W3C home > Mailing lists > Public > public-esw-thes@w3.org > November 2004

subject indicators and inverse functional properties

From: Miles, AJ (Alistair) <A.J.Miles@rl.ac.uk>
Date: Wed, 17 Nov 2004 12:16:35 -0000
Message-ID: <350DC7048372D31197F200902773DF4C05E50D4E@exchange11.rl.ac.uk>
To: "'public-esw-thes@w3.org'" <public-esw-thes@w3.org>

Hi all,

To continue in the didactic mode ... ;) ...

[TM folks if I get any of this wrong, please feel free to correct me]

The topic maps folks have a different way of identifying things like
thesaurus concepts.  They don't give them URIs.  What they do for each
concept is publish a document on the web that comprehensively describes the
meaning of that concept.  This kind of document is called a 'subject
indicator' because it 'indicates' some 'subject of discourse'.  A subject
indicator document, by definition, indicates one subject only.

They then use the *URI of that document* to *indirectly identify* the
concept.  I.e. rather than talking about 'the concept with URI X' they talk
about 'the concept as described by the subject indicator document with URI
Y'.  I believe they contract this second expression to 'the concept with
*subject identifier* Y' (? have I got that right?) but this is nevertheless
an example of indirect identification.

Another example of indirect identification is people.  You can indirectly
identify a person via their email address, or the URI of their homepage,
because usually there is a one-to-one match between a person and an internet
mailbox, or a person and a personal homepage (although there are exceptions,
but they are few enough to make this a viable means of identification).

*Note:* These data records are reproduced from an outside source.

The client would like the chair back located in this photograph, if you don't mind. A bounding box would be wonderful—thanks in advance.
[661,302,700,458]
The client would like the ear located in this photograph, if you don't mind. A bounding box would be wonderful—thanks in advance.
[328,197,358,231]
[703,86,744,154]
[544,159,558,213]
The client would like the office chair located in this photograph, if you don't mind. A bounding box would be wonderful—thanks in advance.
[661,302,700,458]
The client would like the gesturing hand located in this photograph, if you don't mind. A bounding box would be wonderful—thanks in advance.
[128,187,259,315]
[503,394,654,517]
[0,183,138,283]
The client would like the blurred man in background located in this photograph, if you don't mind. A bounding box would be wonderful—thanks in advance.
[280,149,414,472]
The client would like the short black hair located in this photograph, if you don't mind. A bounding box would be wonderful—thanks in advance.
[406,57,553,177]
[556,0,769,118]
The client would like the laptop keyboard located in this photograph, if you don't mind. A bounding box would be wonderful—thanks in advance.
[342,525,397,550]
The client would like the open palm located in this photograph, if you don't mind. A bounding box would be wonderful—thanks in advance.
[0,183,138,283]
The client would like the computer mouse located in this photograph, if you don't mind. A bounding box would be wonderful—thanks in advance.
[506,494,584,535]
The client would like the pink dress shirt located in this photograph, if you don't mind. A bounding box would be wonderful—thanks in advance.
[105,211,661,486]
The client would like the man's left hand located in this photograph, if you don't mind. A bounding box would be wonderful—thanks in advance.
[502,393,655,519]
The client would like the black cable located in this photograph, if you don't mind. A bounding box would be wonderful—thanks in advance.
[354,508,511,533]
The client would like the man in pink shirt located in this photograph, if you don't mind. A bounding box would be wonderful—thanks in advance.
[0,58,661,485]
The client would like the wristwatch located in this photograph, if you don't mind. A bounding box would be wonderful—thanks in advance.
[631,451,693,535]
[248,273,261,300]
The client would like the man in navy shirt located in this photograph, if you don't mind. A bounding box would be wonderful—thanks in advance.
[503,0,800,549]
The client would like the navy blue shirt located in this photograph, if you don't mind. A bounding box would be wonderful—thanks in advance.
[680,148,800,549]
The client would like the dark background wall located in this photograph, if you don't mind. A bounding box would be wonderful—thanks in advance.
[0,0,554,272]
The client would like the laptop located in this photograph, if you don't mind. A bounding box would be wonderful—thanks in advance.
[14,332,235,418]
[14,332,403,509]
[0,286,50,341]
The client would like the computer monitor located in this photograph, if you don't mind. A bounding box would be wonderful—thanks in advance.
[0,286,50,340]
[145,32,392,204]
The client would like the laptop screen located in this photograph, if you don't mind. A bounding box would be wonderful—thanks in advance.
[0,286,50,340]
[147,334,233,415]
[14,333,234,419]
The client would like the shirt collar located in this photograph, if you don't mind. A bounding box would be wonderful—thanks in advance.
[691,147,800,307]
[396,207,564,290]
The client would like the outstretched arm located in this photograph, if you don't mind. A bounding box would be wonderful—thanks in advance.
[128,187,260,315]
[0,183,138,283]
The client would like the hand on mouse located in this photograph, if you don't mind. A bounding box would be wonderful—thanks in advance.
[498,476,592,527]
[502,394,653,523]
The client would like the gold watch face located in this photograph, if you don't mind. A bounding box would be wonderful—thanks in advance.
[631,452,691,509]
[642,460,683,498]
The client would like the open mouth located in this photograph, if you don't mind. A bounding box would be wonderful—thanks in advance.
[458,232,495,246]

See also http://www.w3.org/2001/tag/webarch/#indirect-identification

What I've done in a couple of the examples of thesauri in RDF is to use the
homepage of a thesaurus to indirectly identify the thesaurus.  For example
(with standard namespaces) (see also [2]):

<rdf:RDF>

   <skos:ConceptScheme>
      <dc:title>The GCL (Government Category List) Version 2.1</dc:title>
      <foaf:homepage
rdf:resource="http://www.govtalk.gov.uk/schemasstandards/gcl.asp"/>
   </skos:ConceptScheme>

</rdf:RDF>

The RDF property 'foaf:homepage' is an 'inverse-functional property' or
'IFP'.  If a property is an IFP it means you can use it as an indirect means
of identification.

The RDF property 'skos:subjectIndicator' is also an IFP.  This means that
any two nodes with the same value for a skos:subjectIndicator property are
in fact the same node.

**N.B. This doesn't mean I think we should always use indirect
identification.  Personally, I think it is fine to assign URIs directly to
thesauri and to thesaurus concepts, and encourage this practise.**

However, I think that using subject indicators to indirectly identify
thesaurus concepts is fine too.  What we have now in SKOS-RDF is the means
to do either.

A skos:subjectIndicator property on a concept actually tells you two things.
First it tells you where to go to get a document telling you exactly what
the concept means.  Second it gives an indirect means of identifying the
concept, which you may want to use in the absence of any published URIs for
that concept.

As a word of caution, if you do decide to use subject indicator documents as
an indirect means of identification, you need to make sure that the URI of
the document is going to be as stable as possible in the longest possible
term.  A URI like
http://www.govtalk.gov.uk/schemasstandards/gcl.asp?term=499 , although
better than nothing, doesn't work well as a URI for a subject indicator
document, because at some point govtalk will want to upgrade from asp to
whatever the latest technology is, and the document in question will move to
another URI.  

This is an important consideration both when assigning URIs directly to
thesaurus concepts, and when setting up a set of subject indicator documents
to use as an indirect means of identification.  I.e. in both cases you have
to think carefully about how to maintain those URIs in the long term, to
give them the greatest possible stability and usability.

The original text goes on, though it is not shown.